I was recently referred to a TED talk by Margaret Heffernan – on “Forget the Pecking Order at Work”. It raised my curiosity right from the start. Margaret told a story of an evolutionary biologist, William Muir, who was interested in studying productivity. William devised a study on chickens, it’s an easy experiment to do – as all you have to do is count the eggs!!!
Over time William developed a “super flock” – where the most productive chickens were taken away from the main group –and he left them alone for 6 generations. The result was that only 3 of the original chickens in the super flock were still alive – the others had been literally picked to death!
The original chickens however were still fully feathered, plump and doing well – their productivity had also increased. The result of the study, Margaret discusses in her TED talk is that “the individually productive chickens had only achieved their success by suppressing the productivity of the rest”.
Margaret also explains how people have told her at the end of her talks – “the super flock represents the company where I work” – and they have been unmotivated because their companies have similarly sort out those perceived to be the “stars” in their organisations.
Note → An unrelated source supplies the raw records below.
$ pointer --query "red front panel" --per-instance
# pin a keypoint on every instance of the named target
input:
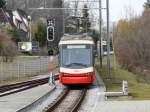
(76, 78)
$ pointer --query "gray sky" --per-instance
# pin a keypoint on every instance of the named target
(118, 8)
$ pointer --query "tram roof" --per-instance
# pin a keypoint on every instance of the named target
(76, 39)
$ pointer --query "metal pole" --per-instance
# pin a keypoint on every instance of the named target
(108, 43)
(100, 30)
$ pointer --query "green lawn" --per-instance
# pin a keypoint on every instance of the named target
(138, 86)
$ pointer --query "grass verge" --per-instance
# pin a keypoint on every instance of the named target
(138, 86)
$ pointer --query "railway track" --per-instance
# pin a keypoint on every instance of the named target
(18, 87)
(68, 101)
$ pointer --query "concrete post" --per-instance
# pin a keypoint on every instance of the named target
(125, 87)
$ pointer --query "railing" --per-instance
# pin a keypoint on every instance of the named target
(25, 68)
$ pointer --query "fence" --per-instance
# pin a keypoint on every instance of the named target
(25, 68)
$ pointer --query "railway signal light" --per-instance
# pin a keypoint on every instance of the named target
(50, 52)
(50, 33)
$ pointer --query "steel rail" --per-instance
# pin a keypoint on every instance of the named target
(75, 105)
(18, 87)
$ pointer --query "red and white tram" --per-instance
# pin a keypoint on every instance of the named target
(76, 59)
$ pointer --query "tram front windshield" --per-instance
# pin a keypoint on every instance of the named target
(76, 56)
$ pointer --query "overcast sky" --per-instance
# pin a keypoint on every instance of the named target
(118, 8)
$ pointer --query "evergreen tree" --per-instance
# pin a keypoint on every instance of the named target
(86, 24)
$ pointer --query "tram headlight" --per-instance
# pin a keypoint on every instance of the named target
(65, 74)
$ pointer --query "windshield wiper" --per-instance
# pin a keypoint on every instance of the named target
(81, 64)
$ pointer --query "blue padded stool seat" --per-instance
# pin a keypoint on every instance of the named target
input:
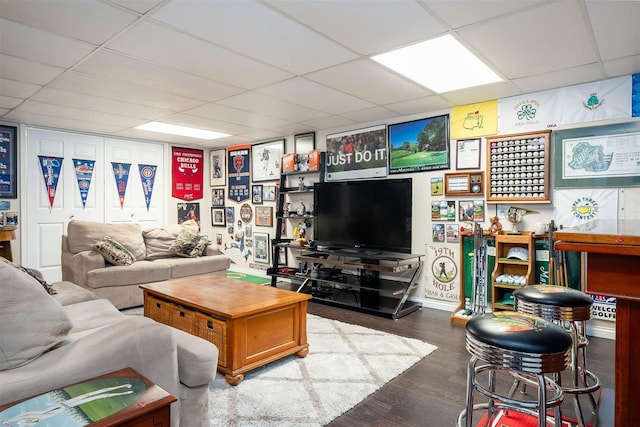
(514, 343)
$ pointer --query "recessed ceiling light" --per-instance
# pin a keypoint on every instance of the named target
(441, 64)
(181, 130)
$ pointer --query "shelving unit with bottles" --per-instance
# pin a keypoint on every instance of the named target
(516, 268)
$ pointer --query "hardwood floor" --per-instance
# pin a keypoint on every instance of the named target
(432, 392)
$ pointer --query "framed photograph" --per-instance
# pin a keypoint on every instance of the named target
(464, 184)
(468, 154)
(256, 194)
(261, 247)
(265, 160)
(269, 193)
(217, 197)
(218, 165)
(264, 216)
(9, 162)
(218, 217)
(419, 145)
(304, 142)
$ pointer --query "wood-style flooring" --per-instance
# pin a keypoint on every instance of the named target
(432, 392)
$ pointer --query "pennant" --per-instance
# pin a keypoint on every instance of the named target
(147, 177)
(575, 207)
(601, 100)
(84, 172)
(51, 167)
(526, 113)
(238, 177)
(187, 176)
(121, 174)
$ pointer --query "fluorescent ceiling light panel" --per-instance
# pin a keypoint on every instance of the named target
(441, 64)
(181, 130)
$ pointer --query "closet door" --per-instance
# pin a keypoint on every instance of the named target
(43, 224)
(126, 157)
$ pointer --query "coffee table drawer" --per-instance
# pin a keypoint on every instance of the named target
(215, 331)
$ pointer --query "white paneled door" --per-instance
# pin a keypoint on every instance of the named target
(43, 224)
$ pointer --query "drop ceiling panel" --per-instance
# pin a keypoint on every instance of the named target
(72, 18)
(367, 27)
(183, 52)
(266, 35)
(367, 80)
(40, 46)
(116, 66)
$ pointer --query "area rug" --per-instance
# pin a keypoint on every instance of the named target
(346, 363)
(260, 280)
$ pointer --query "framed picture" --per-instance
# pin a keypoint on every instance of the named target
(264, 216)
(304, 143)
(468, 154)
(265, 160)
(9, 162)
(269, 193)
(419, 145)
(256, 194)
(217, 197)
(218, 165)
(261, 247)
(218, 217)
(464, 184)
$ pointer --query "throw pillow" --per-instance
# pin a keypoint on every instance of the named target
(31, 322)
(113, 252)
(189, 244)
(33, 273)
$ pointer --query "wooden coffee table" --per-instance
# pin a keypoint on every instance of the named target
(251, 325)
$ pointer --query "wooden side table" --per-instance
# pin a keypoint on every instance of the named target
(7, 234)
(122, 398)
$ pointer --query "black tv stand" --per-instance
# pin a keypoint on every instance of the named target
(373, 282)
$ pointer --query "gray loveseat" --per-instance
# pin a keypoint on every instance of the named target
(50, 341)
(86, 267)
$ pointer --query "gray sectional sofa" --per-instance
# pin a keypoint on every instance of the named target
(86, 267)
(50, 341)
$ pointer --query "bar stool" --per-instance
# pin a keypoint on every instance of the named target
(570, 309)
(514, 343)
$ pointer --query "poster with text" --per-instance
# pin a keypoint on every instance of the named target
(187, 173)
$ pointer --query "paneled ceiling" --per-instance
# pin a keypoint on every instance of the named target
(260, 70)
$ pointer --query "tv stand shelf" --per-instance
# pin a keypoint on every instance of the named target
(373, 282)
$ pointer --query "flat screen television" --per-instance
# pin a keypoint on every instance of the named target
(368, 215)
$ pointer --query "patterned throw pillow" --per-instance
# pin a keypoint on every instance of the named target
(113, 252)
(47, 287)
(189, 244)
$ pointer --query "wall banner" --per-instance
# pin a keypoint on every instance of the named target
(187, 173)
(51, 167)
(238, 178)
(84, 173)
(147, 177)
(121, 174)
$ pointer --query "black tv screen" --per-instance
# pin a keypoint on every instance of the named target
(370, 215)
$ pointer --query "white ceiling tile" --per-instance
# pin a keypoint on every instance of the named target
(266, 35)
(72, 18)
(260, 103)
(624, 17)
(367, 27)
(116, 66)
(515, 53)
(314, 95)
(27, 71)
(99, 104)
(90, 85)
(367, 80)
(168, 47)
(40, 46)
(17, 89)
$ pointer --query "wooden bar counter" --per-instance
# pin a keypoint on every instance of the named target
(613, 269)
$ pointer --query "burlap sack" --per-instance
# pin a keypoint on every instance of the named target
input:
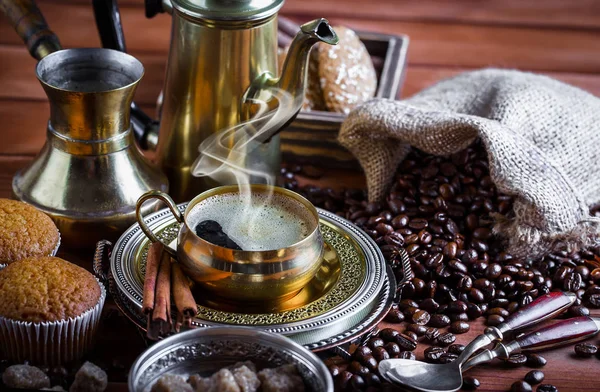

What does make some groups more productive and successful than others? This is something that a team at MIT researched. What they found from their group of volunteers, who were tasked with solving some very difficult problems, was that the ones that did the best did not necessarily have the highest IQ, but they did exhibit three characteristics.
- A high degree of social sensitivity to each other – in short – empathy
- They gave equal time to each other, but there were not any “passengers”
- And finally – the more successful groups had more women in them
It seems there is a reason for the third point. Margaret explains that it is thought this may be because women generally are more empathetic – but also because women brought a more diverse perspective to a group. The bottom line – the more successful groups have greater social connectedness.
She goes on to explain how this is being implemented in various scenarios – eg some companies have banned coffee cups at people’s desks, to encourage more time around the coffee machine. The key being the importance of getting to know each other, so as to create an environment where people will want to help each other.
Team members know who to ask for help with their problem, and feel comfortable to approach them. It has been found that helpful socially connected teams routinely outperform individual intelligence.
I find all this very relevant to our industry. What business doesn’t want a productive and successful team? Who doesn’t want to work for a socially connected organisation? And finally, when we consider our clients, those schemes which are best able to affect this behaviour are easier to manage and run more smoothly.
If you are empathetic, it doesn’t matter your age, qualifications or your IQ – feel confident when you contribute, because if you are in an environment that nurtures social connectedness – you will be contributing to the overall success of the team.
The above is only part of this 15 min TED talk – I would encourage everyone to take some time to watch the whole talk.
This approach is something I try to encourage at Progressive Strata and it is starting to pay off!